单细胞论文记录(part5)--A joint model of unpaired data from scRNA-seq and ST for imputing missing gene ...-CFANZ编程社区

学习笔记，仅供参考，有错必纠
阅读状态：略读

文章目录

A joint model of unpaired data from scRNA-seq and spatial transcriptomics for imputing missing gene expression measurements

摘要
The gimVI probabilistic model
Posterior inference
Performance benchmarks

Integrating cells into a joint latent space
Imputing missing genes

A joint model of unpaired data from scRNA-seq and spatial transcriptomics for imputing missing gene expression measurements

摘要

转录组的空间研究为生物学家提供了异质性和复杂组织的基因表达图，如小鼠神经系统(Zeisel等人，2018). 目前存在一系列基于单分子荧光原位杂交（smFISH）（Shah等人，2016；Codeluppi等人，2018）、成像和测序相结合（starMAP）（Wang等人，2018）或高分辨率RNA原位测序（如滑动测序）（Rodriques等人，2019）的实验方案. 前两种技术具有很高的灵敏度（Codeluppi等，2018），但由于需要事先从整个转录组中选择一小部分基因进行量化（从smFISH的50个到starMAP的几百个不等）. 第三种技术不限于预先确定的基因子集，原则上可以捕获任何基因（在转录组中的数千个基因中）. 然而，在Slide-seq测量中有效捕获的基因数量大大低于用标准（即非空间）单细胞RNA测序（scRNA-seq）获得的，后者也更普遍，更容易实现（Klein等人，2015；Saunders等人，2018）.

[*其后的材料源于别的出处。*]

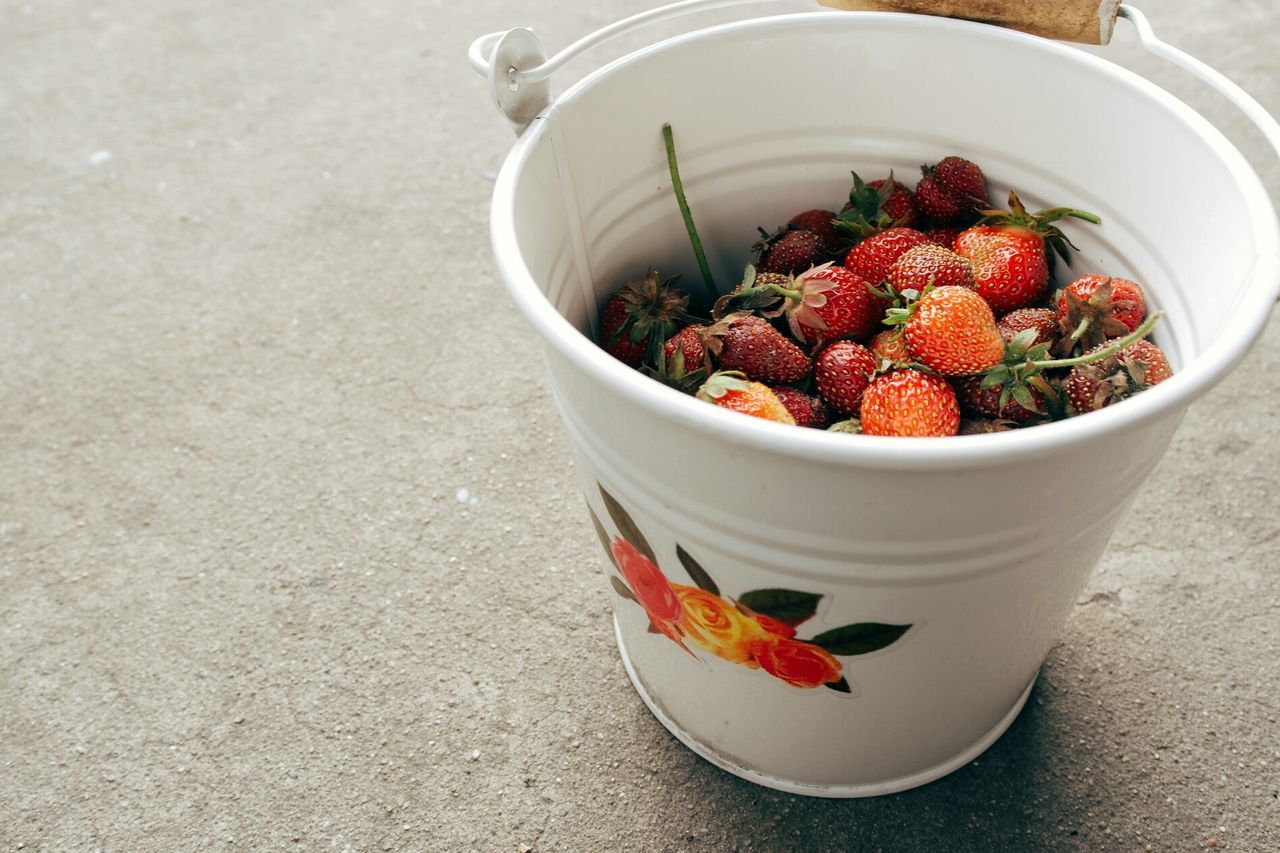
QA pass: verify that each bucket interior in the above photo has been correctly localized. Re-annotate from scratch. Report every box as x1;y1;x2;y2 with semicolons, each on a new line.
499;13;1276;379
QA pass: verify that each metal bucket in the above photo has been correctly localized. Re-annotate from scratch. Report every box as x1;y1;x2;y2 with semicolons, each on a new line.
472;3;1280;797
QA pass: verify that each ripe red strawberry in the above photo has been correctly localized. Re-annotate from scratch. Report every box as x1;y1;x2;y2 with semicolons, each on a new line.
867;327;911;364
904;287;1005;377
600;270;692;368
705;311;810;383
813;341;877;415
996;309;1059;347
787;209;842;257
884;243;973;293
923;225;964;251
772;386;831;429
1057;274;1147;355
955;192;1100;314
956;377;1044;424
867;178;920;228
698;370;796;427
1066;341;1174;414
933;155;991;211
755;228;823;275
772;264;879;343
861;370;960;435
845;228;929;287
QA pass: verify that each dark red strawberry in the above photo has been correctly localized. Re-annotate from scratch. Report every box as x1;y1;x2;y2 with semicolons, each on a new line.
813;341;877;415
955;192;1101;314
773;386;831;429
705;311;810;383
787;209;842;257
765;264;879;343
1066;341;1174;414
600;270;692;368
996;309;1059;347
1056;274;1147;355
756;228;823;275
956;377;1044;424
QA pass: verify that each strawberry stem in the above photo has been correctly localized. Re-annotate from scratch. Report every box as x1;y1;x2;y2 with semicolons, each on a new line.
662;124;719;302
1029;313;1162;369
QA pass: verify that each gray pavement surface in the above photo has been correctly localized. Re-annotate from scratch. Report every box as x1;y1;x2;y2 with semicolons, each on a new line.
0;0;1280;852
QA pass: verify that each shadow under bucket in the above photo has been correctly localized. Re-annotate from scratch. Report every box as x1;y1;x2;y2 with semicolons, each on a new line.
481;6;1280;797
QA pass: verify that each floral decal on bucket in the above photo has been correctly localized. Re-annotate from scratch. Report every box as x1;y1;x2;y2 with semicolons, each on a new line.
588;485;911;693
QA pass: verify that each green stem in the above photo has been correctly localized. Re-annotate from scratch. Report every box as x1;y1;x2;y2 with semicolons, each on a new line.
1030;313;1162;369
662;124;719;302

因此，一个重要的研究问题是将空间转录组学数据与scRNA-seq测量结合起来，以便将细胞类型注释从scRNA-seq转移到空间spot（Welch等人，2018；Zhu等人，2018），估算空间检测中缺失的基因（Stuart等人，2018）或近似于用标准scRNA-seq测量的细胞在一个组织中的物理位置（Satija等人，2015）. 最先进的方法主要是将空间和标准数据集嵌入一个潜在空间–使用矩阵分解技术（Liger和Seurat Anchors）(Welch等人，2018；Stuart等人，2018) – 然后通过相互最近的邻居（Haghverdi等人，2018）或量化归一化进行校正. 然而，由于：

嵌入步骤依赖于数据的线性模型，尽管没有假设线性的依据
alignment是临时执行的，这种方法将有更大的机会重叠那些表现出很少生物相似性的样本

本文，我们重点讨论了基于同一生物组织的(unpaired)标准scRNA-seq数据的空间转录数据中缺失基因的归纳问题。值得注意的是，我们的问题与domain adaptation methods（CORAL）(Sun et al., 2016)以及unpaired image-to-image translation(Zhu et al., 2017)有关，该方法已被应用于基因组数据（MA- GAN）(Amodio & Krishnaswamy, 2018).

由于两套数据集中都有一定比例的特征（即基因），我们建议在领域适应的最新进展基础上（Ganin et al, 2017），引入基因归因与变异推断（gimVI），这是一个用于整合空间转录组学数据和scRNA-seq数据的深度生成模型，可用于归因缺失的基因. gimVI基于scVI（Lopez等人，2018），具有不同的架构以及条件分布的替代选择，以更好地考虑到技术特定的协变量转移.

在描述了我们的generative model（第1节）和inference procedure（第2节）之后，我们在真实数据集上将gimVI与其他方法进行了比较（第3节）。我们的源代码是基于PyTorch的，在https://github.com/YosefLab/scVI。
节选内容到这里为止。